Christophe Chalençon est un activiste complotiste et antisémite français originaire du Vaucluse.

Exerçant comme artisan-forgeron, il est candidat aux élections législatives de 2017 sous l’étiquette « Génération Citoyens ».

En novembre 2018, avec le mouvement des Gilets jaunes, Christophe Chalençon accède à la notoriété, s’improvisant porte-parole du mouvement dans son département.

Peu de temps auparavant, il avait posté sur Facebook une vidéo hostile au président Emmanuel Macron reprenant les codes du complotisme antisémite et antimaçonnique.

En février 2019, il rencontre en France le ministre italien et dirigeant du Mouvement 5 étoiles Luigi Di Maio aux côtés d’autres activistes Gilets jaunes. Quelques jours plus tard, Christophe Chalençon affirme dans une vidéo qu’« on est à la limite de la guerre civile », qu’« [il peut se] prendre une balle dans la tête à n’importe quel moment » et que lui et ses compagnons ont « des gens, des paramilitaires qui sont prêts à intervenir parce qu’ils veulent aussi faire tomber le pouvoir. »

Au mois de mai 2019, il conduit une liste citoyenne Gilets jaunes aux élections européennes.

Un an plus tard, dans une nouvelle vidéo, il appelle ouvertement à un renversement de la République par la violence, ce qui lui vaudra une condamnation à 6 mois de prison avec sursis et une peine de 5 ans d’interdiction de ses droits civiques pour « provocation à s’armer contre l’autorité de l’État ».

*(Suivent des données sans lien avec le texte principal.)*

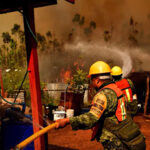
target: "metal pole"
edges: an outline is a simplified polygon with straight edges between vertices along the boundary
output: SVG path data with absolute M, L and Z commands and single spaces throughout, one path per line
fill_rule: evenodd
M 27 63 L 30 81 L 32 118 L 35 124 L 43 126 L 43 120 L 41 118 L 42 104 L 37 56 L 37 43 L 35 41 L 35 38 L 33 37 L 33 34 L 35 35 L 34 8 L 29 0 L 24 1 L 23 16 L 26 39 Z M 31 34 L 31 31 L 33 34 Z M 40 128 L 35 126 L 35 124 L 33 124 L 34 133 L 40 130 Z M 45 149 L 44 136 L 41 136 L 34 141 L 34 149 Z

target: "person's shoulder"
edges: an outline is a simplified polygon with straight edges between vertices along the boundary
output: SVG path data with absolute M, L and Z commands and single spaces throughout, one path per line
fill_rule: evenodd
M 127 81 L 128 81 L 128 83 L 129 83 L 130 85 L 133 85 L 133 82 L 132 82 L 131 79 L 127 78 Z

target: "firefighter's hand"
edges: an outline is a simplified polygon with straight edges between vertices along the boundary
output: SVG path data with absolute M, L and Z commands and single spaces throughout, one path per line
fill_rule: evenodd
M 58 119 L 56 120 L 57 125 L 56 125 L 56 129 L 58 128 L 63 128 L 65 127 L 67 124 L 69 124 L 69 118 L 64 118 L 64 119 Z

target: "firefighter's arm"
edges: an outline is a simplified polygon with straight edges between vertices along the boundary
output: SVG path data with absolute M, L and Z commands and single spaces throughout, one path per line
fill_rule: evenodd
M 107 98 L 103 93 L 98 93 L 93 101 L 90 113 L 96 116 L 98 119 L 102 116 L 107 107 Z

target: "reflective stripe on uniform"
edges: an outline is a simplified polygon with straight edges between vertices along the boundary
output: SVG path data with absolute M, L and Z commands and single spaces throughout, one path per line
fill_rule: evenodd
M 127 101 L 131 102 L 131 97 L 130 97 L 129 89 L 126 89 L 125 92 L 126 92 L 126 96 L 127 96 Z

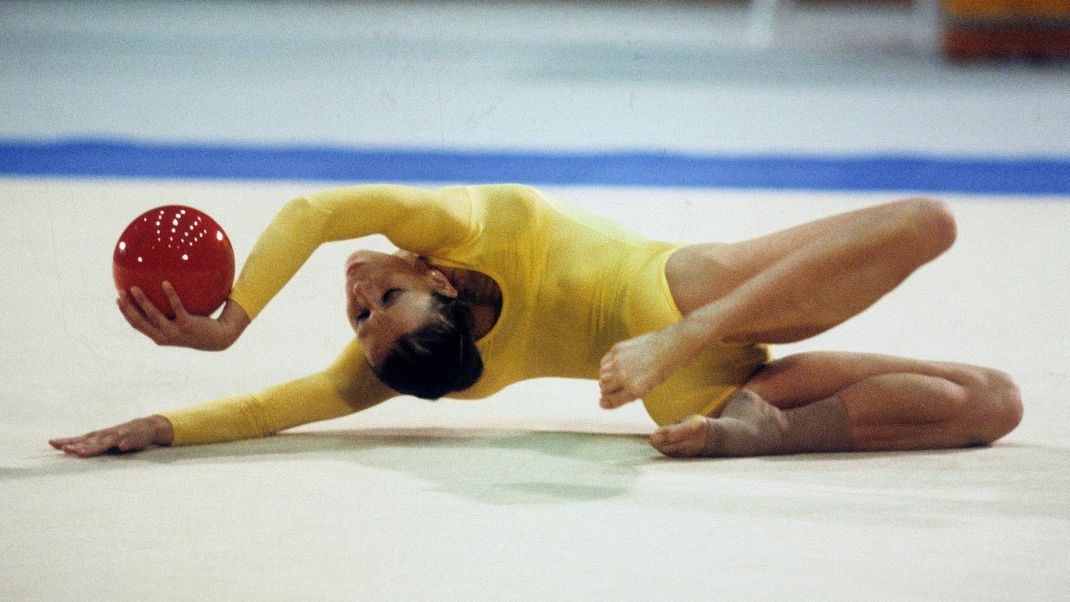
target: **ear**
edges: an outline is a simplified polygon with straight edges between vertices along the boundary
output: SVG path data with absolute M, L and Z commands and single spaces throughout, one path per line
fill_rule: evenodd
M 434 292 L 450 298 L 457 298 L 457 289 L 454 288 L 454 283 L 449 281 L 449 278 L 446 278 L 445 274 L 432 267 L 428 271 L 427 276 L 431 279 L 431 288 L 434 289 Z

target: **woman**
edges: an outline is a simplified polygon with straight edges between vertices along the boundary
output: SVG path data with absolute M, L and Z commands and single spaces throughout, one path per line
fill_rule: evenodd
M 174 291 L 119 307 L 157 344 L 221 350 L 324 242 L 385 234 L 387 256 L 346 264 L 354 341 L 325 371 L 78 437 L 57 449 L 264 436 L 398 392 L 487 397 L 537 376 L 596 379 L 601 406 L 642 399 L 662 453 L 758 456 L 983 445 L 1019 423 L 997 371 L 849 353 L 769 361 L 866 309 L 956 235 L 948 209 L 912 199 L 737 244 L 644 240 L 523 186 L 358 186 L 288 203 L 261 235 L 218 320 Z

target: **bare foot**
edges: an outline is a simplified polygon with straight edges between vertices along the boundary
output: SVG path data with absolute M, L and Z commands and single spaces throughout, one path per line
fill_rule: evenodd
M 692 414 L 675 425 L 654 431 L 651 445 L 671 458 L 692 458 L 702 453 L 709 432 L 709 418 Z
M 693 357 L 672 326 L 613 345 L 601 360 L 599 405 L 609 410 L 643 397 Z
M 756 395 L 737 391 L 720 418 L 692 414 L 659 428 L 651 445 L 673 458 L 749 457 L 784 452 L 788 420 L 784 413 Z

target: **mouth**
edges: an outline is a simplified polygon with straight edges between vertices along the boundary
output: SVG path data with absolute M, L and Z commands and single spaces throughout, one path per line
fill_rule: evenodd
M 368 263 L 367 261 L 361 261 L 361 260 L 347 262 L 346 263 L 346 276 L 352 276 L 352 275 L 356 274 L 367 263 Z

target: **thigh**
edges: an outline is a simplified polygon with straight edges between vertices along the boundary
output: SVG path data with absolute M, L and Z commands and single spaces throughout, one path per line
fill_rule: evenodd
M 908 202 L 908 201 L 907 201 Z M 885 220 L 904 201 L 834 215 L 739 243 L 708 243 L 678 249 L 666 264 L 673 299 L 685 315 L 729 294 L 800 247 L 838 231 Z
M 885 374 L 934 376 L 974 389 L 982 384 L 981 368 L 890 355 L 813 352 L 789 355 L 766 364 L 744 388 L 781 408 L 827 399 L 843 389 Z

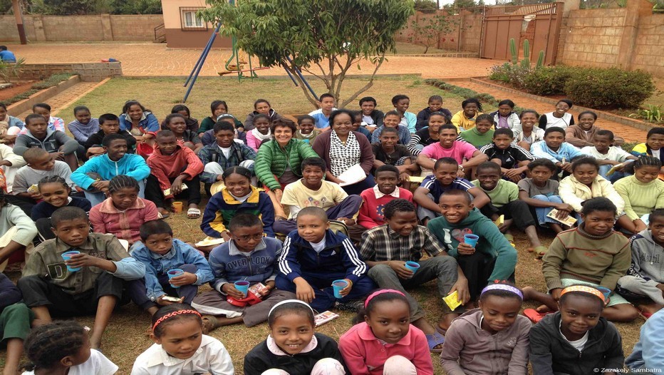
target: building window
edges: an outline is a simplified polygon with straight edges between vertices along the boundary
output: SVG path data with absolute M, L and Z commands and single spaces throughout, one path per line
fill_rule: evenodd
M 180 7 L 180 22 L 182 30 L 207 30 L 207 23 L 197 16 L 196 12 L 204 8 Z

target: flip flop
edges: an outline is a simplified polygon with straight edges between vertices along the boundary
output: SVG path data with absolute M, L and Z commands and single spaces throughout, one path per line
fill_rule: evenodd
M 425 337 L 427 338 L 427 344 L 429 344 L 429 351 L 432 353 L 440 353 L 442 351 L 442 348 L 436 348 L 436 346 L 445 344 L 445 336 L 436 332 L 432 334 L 426 334 Z
M 546 315 L 549 314 L 553 314 L 556 312 L 539 312 L 534 309 L 526 309 L 524 310 L 524 315 L 526 316 L 528 319 L 530 319 L 533 323 L 537 323 L 542 319 Z
M 198 208 L 190 208 L 187 210 L 187 217 L 190 219 L 198 219 L 201 217 L 201 210 Z

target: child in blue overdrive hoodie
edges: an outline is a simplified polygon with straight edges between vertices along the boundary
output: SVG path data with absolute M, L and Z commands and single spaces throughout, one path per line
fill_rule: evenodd
M 209 314 L 203 317 L 206 334 L 217 327 L 243 322 L 247 327 L 254 327 L 267 320 L 275 304 L 295 298 L 290 292 L 274 288 L 281 242 L 264 236 L 261 219 L 250 213 L 239 214 L 231 219 L 228 230 L 231 240 L 209 255 L 214 274 L 210 286 L 214 290 L 197 296 L 192 304 L 201 314 Z M 245 296 L 235 287 L 234 283 L 240 281 L 249 282 L 252 289 L 261 283 L 265 289 Z M 227 297 L 231 297 L 230 302 Z M 254 299 L 245 302 L 245 298 Z
M 71 174 L 71 180 L 85 190 L 85 197 L 93 207 L 106 199 L 110 179 L 126 175 L 138 181 L 138 196 L 145 197 L 145 181 L 150 167 L 138 155 L 127 153 L 127 140 L 120 134 L 109 134 L 102 143 L 106 155 L 93 158 Z M 98 176 L 93 178 L 90 175 Z
M 173 238 L 173 230 L 164 220 L 150 220 L 140 226 L 143 244 L 131 252 L 131 256 L 145 264 L 145 277 L 129 284 L 135 304 L 154 315 L 162 306 L 172 302 L 164 299 L 169 294 L 177 295 L 180 303 L 191 304 L 199 285 L 212 279 L 212 270 L 205 257 L 191 246 Z M 168 272 L 184 271 L 169 278 Z
M 366 273 L 367 265 L 351 240 L 330 230 L 324 210 L 307 207 L 298 212 L 297 232 L 286 237 L 279 257 L 278 289 L 294 292 L 298 299 L 319 312 L 335 302 L 340 309 L 357 311 L 375 288 Z M 337 298 L 332 283 L 341 279 L 347 284 Z

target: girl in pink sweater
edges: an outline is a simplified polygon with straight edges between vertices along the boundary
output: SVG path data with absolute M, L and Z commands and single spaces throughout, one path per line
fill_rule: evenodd
M 339 351 L 353 375 L 433 374 L 424 333 L 410 324 L 403 293 L 381 289 L 370 294 L 353 326 L 339 339 Z
M 97 233 L 115 235 L 133 245 L 140 240 L 139 230 L 144 222 L 159 218 L 157 206 L 138 197 L 138 181 L 125 175 L 108 183 L 110 197 L 92 207 L 90 222 Z

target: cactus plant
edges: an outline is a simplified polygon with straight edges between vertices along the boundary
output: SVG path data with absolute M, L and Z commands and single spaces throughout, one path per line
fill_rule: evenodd
M 517 54 L 517 43 L 514 38 L 509 39 L 509 53 L 512 54 L 512 63 L 517 65 L 519 62 L 519 56 Z

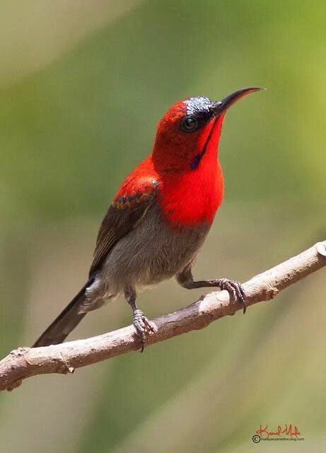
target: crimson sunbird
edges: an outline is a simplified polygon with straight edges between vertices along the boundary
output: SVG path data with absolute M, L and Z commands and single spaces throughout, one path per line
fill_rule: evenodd
M 226 112 L 260 89 L 217 101 L 187 98 L 168 110 L 151 154 L 122 183 L 102 222 L 86 283 L 33 347 L 62 343 L 86 313 L 124 294 L 143 350 L 153 327 L 136 304 L 136 291 L 173 276 L 188 289 L 226 289 L 245 313 L 239 282 L 194 280 L 192 268 L 223 196 L 218 147 Z

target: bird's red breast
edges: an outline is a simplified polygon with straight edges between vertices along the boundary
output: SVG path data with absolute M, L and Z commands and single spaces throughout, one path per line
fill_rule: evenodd
M 187 149 L 187 152 L 183 151 L 182 156 L 186 155 L 183 160 L 180 158 L 178 149 L 172 149 L 171 152 L 170 143 L 168 146 L 164 142 L 158 140 L 158 143 L 156 139 L 152 154 L 121 185 L 115 195 L 115 202 L 122 197 L 127 197 L 132 205 L 136 195 L 146 197 L 156 190 L 156 199 L 161 206 L 163 217 L 171 226 L 211 224 L 223 195 L 223 178 L 217 156 L 223 119 L 223 115 L 213 118 L 194 142 L 192 137 L 195 147 Z M 160 125 L 158 134 L 161 132 L 159 128 Z M 196 158 L 200 162 L 193 168 L 191 164 Z M 173 162 L 171 170 L 173 159 L 178 159 L 178 166 Z

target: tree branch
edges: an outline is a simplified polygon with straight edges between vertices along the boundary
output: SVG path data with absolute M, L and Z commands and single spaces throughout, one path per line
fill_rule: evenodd
M 326 241 L 256 275 L 243 285 L 248 305 L 268 301 L 280 291 L 326 266 Z M 204 328 L 213 321 L 242 309 L 226 291 L 214 292 L 174 313 L 156 318 L 147 345 Z M 20 348 L 0 362 L 0 391 L 11 391 L 37 374 L 73 373 L 76 368 L 110 359 L 140 348 L 134 328 L 129 326 L 104 335 L 44 348 Z

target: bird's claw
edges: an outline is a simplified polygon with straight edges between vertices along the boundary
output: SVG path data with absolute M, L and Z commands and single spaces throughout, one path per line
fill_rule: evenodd
M 141 343 L 140 352 L 142 352 L 146 345 L 147 336 L 155 331 L 154 327 L 139 309 L 136 309 L 134 311 L 134 326 Z
M 238 301 L 240 303 L 243 307 L 243 314 L 245 314 L 247 309 L 247 296 L 241 283 L 235 280 L 221 278 L 219 280 L 219 287 L 221 290 L 227 291 L 233 302 Z

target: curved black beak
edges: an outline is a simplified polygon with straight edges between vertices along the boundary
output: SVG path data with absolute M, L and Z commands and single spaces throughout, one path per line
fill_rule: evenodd
M 231 107 L 233 104 L 234 104 L 237 101 L 241 99 L 244 96 L 246 96 L 248 94 L 250 94 L 251 93 L 255 93 L 255 91 L 259 91 L 260 90 L 264 90 L 264 88 L 260 88 L 258 86 L 250 86 L 248 88 L 242 88 L 240 90 L 237 90 L 236 91 L 233 91 L 226 98 L 223 98 L 221 101 L 217 101 L 214 102 L 212 108 L 214 112 L 214 115 L 221 115 L 223 112 L 228 110 L 229 107 Z

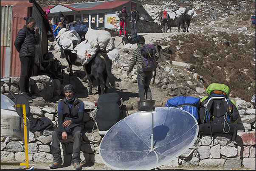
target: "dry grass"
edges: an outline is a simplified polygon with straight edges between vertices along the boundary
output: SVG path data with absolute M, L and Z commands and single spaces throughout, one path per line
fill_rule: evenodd
M 232 97 L 250 101 L 255 92 L 255 65 L 252 64 L 255 57 L 255 36 L 220 32 L 170 37 L 171 44 L 166 42 L 163 45 L 171 46 L 171 60 L 190 64 L 191 71 L 203 76 L 205 87 L 214 82 L 224 84 L 229 87 Z M 177 46 L 180 47 L 178 51 Z

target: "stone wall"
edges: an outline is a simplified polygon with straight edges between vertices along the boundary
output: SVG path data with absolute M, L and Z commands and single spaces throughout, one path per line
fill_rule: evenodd
M 128 34 L 131 34 L 131 23 L 127 22 L 126 26 L 126 31 Z M 118 31 L 119 29 L 118 24 Z M 137 24 L 137 34 L 140 35 L 141 33 L 162 33 L 162 27 L 158 24 L 144 20 L 139 20 Z
M 11 78 L 11 92 L 17 93 L 18 78 Z M 45 76 L 31 77 L 30 84 L 32 94 L 44 99 L 59 98 L 63 92 L 63 84 L 59 80 Z M 8 81 L 1 82 L 1 93 L 8 95 Z M 237 127 L 238 132 L 235 141 L 231 141 L 229 134 L 198 136 L 194 146 L 164 166 L 182 168 L 196 166 L 219 167 L 220 169 L 255 169 L 255 109 L 239 98 L 235 101 L 239 109 Z M 102 138 L 93 120 L 96 110 L 94 104 L 84 101 L 85 113 L 83 127 L 81 158 L 83 163 L 104 164 L 100 159 L 99 146 Z M 250 107 L 250 108 L 249 107 Z M 58 126 L 57 106 L 30 106 L 30 115 L 35 118 L 46 117 Z M 126 113 L 126 111 L 124 111 Z M 29 161 L 51 163 L 53 161 L 51 152 L 51 133 L 50 130 L 29 132 L 28 143 Z M 73 141 L 69 135 L 67 140 L 61 140 L 61 155 L 64 162 L 70 163 L 72 153 Z M 22 140 L 1 137 L 1 160 L 2 162 L 24 161 L 24 145 Z M 162 167 L 162 166 L 161 166 Z M 161 167 L 159 168 L 160 169 Z

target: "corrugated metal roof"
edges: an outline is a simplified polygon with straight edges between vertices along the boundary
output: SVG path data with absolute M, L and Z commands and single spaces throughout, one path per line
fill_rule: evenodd
M 1 6 L 1 46 L 11 46 L 12 12 L 11 6 Z
M 109 0 L 102 2 L 93 2 L 61 5 L 73 10 L 81 11 L 103 9 L 113 9 L 126 4 L 130 1 L 131 1 L 131 0 Z M 51 9 L 55 6 L 48 6 L 42 8 L 44 11 L 45 11 L 47 9 Z

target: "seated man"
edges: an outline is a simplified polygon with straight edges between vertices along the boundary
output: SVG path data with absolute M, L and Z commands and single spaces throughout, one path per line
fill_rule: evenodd
M 81 169 L 80 157 L 81 148 L 82 128 L 80 123 L 83 121 L 84 112 L 84 102 L 74 95 L 75 89 L 72 84 L 64 87 L 65 98 L 58 104 L 58 122 L 59 126 L 53 130 L 52 137 L 51 151 L 53 161 L 49 167 L 56 168 L 60 167 L 62 162 L 61 157 L 59 139 L 68 139 L 67 132 L 73 136 L 73 154 L 71 163 L 76 169 Z

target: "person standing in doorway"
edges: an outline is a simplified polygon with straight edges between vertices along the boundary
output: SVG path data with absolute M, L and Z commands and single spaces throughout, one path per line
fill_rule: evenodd
M 47 15 L 50 14 L 50 10 L 49 9 L 47 9 L 46 11 L 45 11 L 45 17 L 47 19 L 47 20 L 49 21 L 49 20 L 48 20 L 48 18 L 47 18 Z
M 126 34 L 126 31 L 125 30 L 125 25 L 126 25 L 126 19 L 128 17 L 129 14 L 126 12 L 125 9 L 126 7 L 125 6 L 124 6 L 122 10 L 119 11 L 118 14 L 118 17 L 119 18 L 119 20 L 120 22 L 120 28 L 119 30 L 119 35 L 118 36 L 120 37 L 122 35 L 122 31 L 124 30 L 124 35 L 125 36 Z
M 61 21 L 59 22 L 61 25 L 59 26 L 59 28 L 61 29 L 62 28 L 66 28 L 66 25 L 68 24 L 68 22 L 66 20 L 65 20 L 65 17 L 60 17 L 60 20 Z
M 133 36 L 136 36 L 137 35 L 137 22 L 139 20 L 139 12 L 136 10 L 136 7 L 133 6 L 132 8 L 132 11 L 131 12 L 131 31 Z
M 67 22 L 68 23 L 68 17 L 67 17 L 67 16 L 66 16 L 66 15 L 64 14 L 62 12 L 62 11 L 59 11 L 59 15 L 57 15 L 57 16 L 56 16 L 56 17 L 55 17 L 55 20 L 54 20 L 54 24 L 55 25 L 58 25 L 58 24 L 59 22 L 61 22 L 61 20 L 60 20 L 60 18 L 62 17 L 64 17 L 64 18 L 65 19 L 65 20 L 66 21 L 67 21 Z
M 129 65 L 129 68 L 127 72 L 127 75 L 129 76 L 132 71 L 135 64 L 137 64 L 137 79 L 138 83 L 139 88 L 138 94 L 140 96 L 140 101 L 143 101 L 144 100 L 152 100 L 151 90 L 149 87 L 150 81 L 153 77 L 153 72 L 144 71 L 142 73 L 139 73 L 138 70 L 143 65 L 142 59 L 141 57 L 141 48 L 144 44 L 144 43 L 137 43 L 138 48 L 133 51 L 131 59 L 131 63 Z M 159 56 L 156 52 L 152 54 L 155 56 L 156 62 L 159 58 Z M 146 96 L 146 98 L 145 98 Z
M 30 100 L 32 95 L 29 92 L 29 79 L 34 68 L 36 45 L 39 44 L 40 36 L 39 28 L 35 27 L 35 19 L 31 17 L 23 19 L 26 20 L 26 25 L 18 32 L 14 45 L 20 53 L 21 67 L 19 83 L 20 94 Z

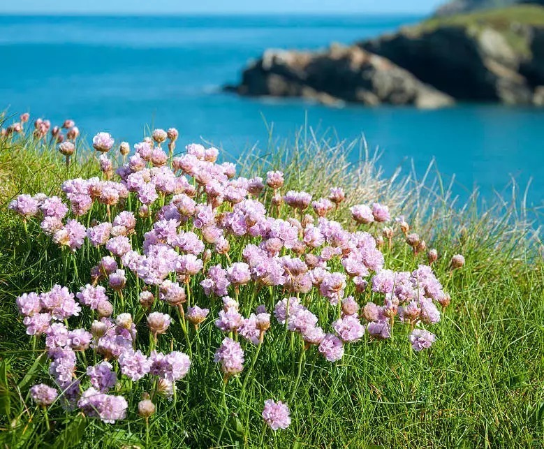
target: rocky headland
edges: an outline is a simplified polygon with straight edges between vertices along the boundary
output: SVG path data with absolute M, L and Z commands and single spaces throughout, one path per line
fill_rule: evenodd
M 316 52 L 269 50 L 226 89 L 325 104 L 441 108 L 455 101 L 544 106 L 544 8 L 434 17 Z

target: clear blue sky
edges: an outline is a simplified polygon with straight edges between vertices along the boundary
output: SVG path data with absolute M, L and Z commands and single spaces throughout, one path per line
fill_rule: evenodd
M 446 0 L 0 0 L 0 13 L 429 13 Z

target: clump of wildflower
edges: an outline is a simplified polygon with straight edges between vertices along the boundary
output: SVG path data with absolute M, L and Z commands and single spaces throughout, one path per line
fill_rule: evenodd
M 327 334 L 319 345 L 319 352 L 329 362 L 336 362 L 344 357 L 344 344 L 336 335 Z
M 281 401 L 275 402 L 272 399 L 265 401 L 263 419 L 272 430 L 287 429 L 291 423 L 289 408 L 287 404 Z
M 235 376 L 244 370 L 244 351 L 240 343 L 226 337 L 215 351 L 214 362 L 221 364 L 226 378 Z
M 128 404 L 122 396 L 106 395 L 90 387 L 83 392 L 78 406 L 86 415 L 113 424 L 124 419 Z
M 200 307 L 195 304 L 193 307 L 187 309 L 186 316 L 190 323 L 198 327 L 198 325 L 206 319 L 209 313 L 209 309 L 200 309 Z
M 156 340 L 158 334 L 164 334 L 171 321 L 170 315 L 161 312 L 153 312 L 147 316 L 147 325 L 153 337 Z
M 351 217 L 359 224 L 369 224 L 374 221 L 372 209 L 366 205 L 353 206 L 350 211 Z
M 117 373 L 113 371 L 112 365 L 106 361 L 101 362 L 94 367 L 87 367 L 87 375 L 91 381 L 91 385 L 102 393 L 108 392 L 117 381 Z
M 142 351 L 126 349 L 119 358 L 121 372 L 133 381 L 138 381 L 149 372 L 151 360 Z
M 142 399 L 138 402 L 138 413 L 147 419 L 155 413 L 155 404 L 150 399 Z

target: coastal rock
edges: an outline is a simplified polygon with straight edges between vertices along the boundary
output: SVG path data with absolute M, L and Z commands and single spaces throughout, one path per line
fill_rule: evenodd
M 451 0 L 440 6 L 435 15 L 443 17 L 520 3 L 544 5 L 544 0 Z
M 407 29 L 360 45 L 457 100 L 532 104 L 541 84 L 520 70 L 527 56 L 491 27 Z M 529 70 L 540 76 L 536 66 Z
M 453 99 L 384 57 L 354 45 L 321 52 L 267 50 L 242 74 L 241 95 L 295 96 L 325 104 L 342 102 L 440 108 Z

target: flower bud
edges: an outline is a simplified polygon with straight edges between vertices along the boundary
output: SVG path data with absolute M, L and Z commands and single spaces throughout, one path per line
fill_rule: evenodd
M 119 145 L 119 152 L 121 153 L 122 156 L 126 156 L 131 152 L 131 146 L 128 145 L 128 142 L 121 142 Z
M 177 136 L 179 135 L 179 133 L 175 128 L 169 128 L 166 131 L 166 135 L 170 140 L 175 142 L 177 139 Z
M 410 230 L 410 225 L 409 225 L 404 220 L 400 222 L 400 230 L 404 235 L 407 235 L 408 231 Z
M 155 404 L 149 399 L 140 401 L 138 404 L 138 415 L 147 418 L 155 413 Z
M 93 334 L 93 337 L 97 339 L 100 338 L 105 335 L 106 332 L 108 332 L 108 325 L 105 323 L 96 321 L 96 320 L 93 321 L 91 325 L 91 333 Z
M 152 334 L 164 334 L 170 323 L 170 315 L 161 312 L 153 312 L 147 316 L 147 325 Z
M 144 309 L 149 309 L 155 301 L 155 297 L 150 291 L 145 290 L 140 293 L 138 300 L 140 301 L 140 305 Z
M 59 145 L 59 152 L 64 156 L 72 156 L 75 147 L 71 142 L 63 142 Z
M 151 134 L 153 140 L 159 144 L 164 142 L 168 138 L 166 131 L 163 129 L 154 129 Z
M 281 195 L 276 194 L 274 196 L 272 196 L 272 203 L 274 206 L 280 206 L 283 202 L 284 202 L 284 198 Z
M 111 316 L 113 313 L 113 306 L 109 301 L 101 301 L 96 307 L 96 311 L 98 312 L 98 316 L 101 318 Z
M 419 235 L 416 233 L 406 235 L 406 243 L 413 249 L 417 248 L 420 244 Z
M 115 324 L 119 327 L 130 329 L 132 327 L 132 316 L 130 314 L 121 314 L 115 318 Z
M 149 216 L 149 208 L 146 205 L 142 204 L 138 209 L 138 214 L 140 218 L 147 218 Z
M 73 120 L 68 119 L 64 120 L 64 123 L 62 124 L 62 127 L 64 129 L 68 129 L 69 128 L 73 128 L 75 126 L 75 122 Z
M 429 265 L 431 265 L 433 262 L 436 262 L 438 258 L 438 251 L 434 248 L 431 248 L 427 253 L 427 259 L 429 260 Z
M 270 327 L 270 314 L 258 314 L 255 317 L 255 325 L 261 332 L 268 330 Z
M 443 307 L 447 307 L 451 302 L 451 296 L 449 293 L 443 293 L 439 296 L 439 302 Z
M 389 226 L 385 226 L 383 228 L 383 230 L 381 233 L 381 235 L 384 239 L 390 240 L 392 238 L 393 238 L 393 228 L 390 228 Z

Pourfendeur de l’« oligarchie », du « sionisme », des « sodomites » et des « pédo-criminels », Christophe Chalençon a créé un micro-mouvement appelé Conseil national de libération (CNL) en compagnie notamment de Germain Gaiffe, un proche de Dieudonné M’Bala M’Bala condamné à 30 ans de réclusion criminelle pour le meurtre d’un homme d’affaires.

Chalençon préside également le mouvement « Evolution citoyenne » et s’exprime sur la chaîne YouTube éponyme. Il prône le rétablissement en France d’un monarque en lieu et place de la République, régime qu’il juge corrompu par la franc-maçonnerie.

En février 2022, il propose dans une vidéo d’« exécuter sur la place publique » l’ancien conseiller spécial de François Mitterrand, Jacques Attali. Il appelle également dans une autre vidéo à « le pendre sous le pont d’Avignon »ce pour quoi il a été condamné à six mois de prison avec sursis.

Fin juin 2022, dans le contexte de la découverte d’une fresque à caractère antisémite à Avignon, Chalençon refait parler de lui. Dans des vidéos réalisées depuis son véhicule, il menace de mort successivement Jacques Attali puis, en juillet 2022, Daniel Cohn-Bendit.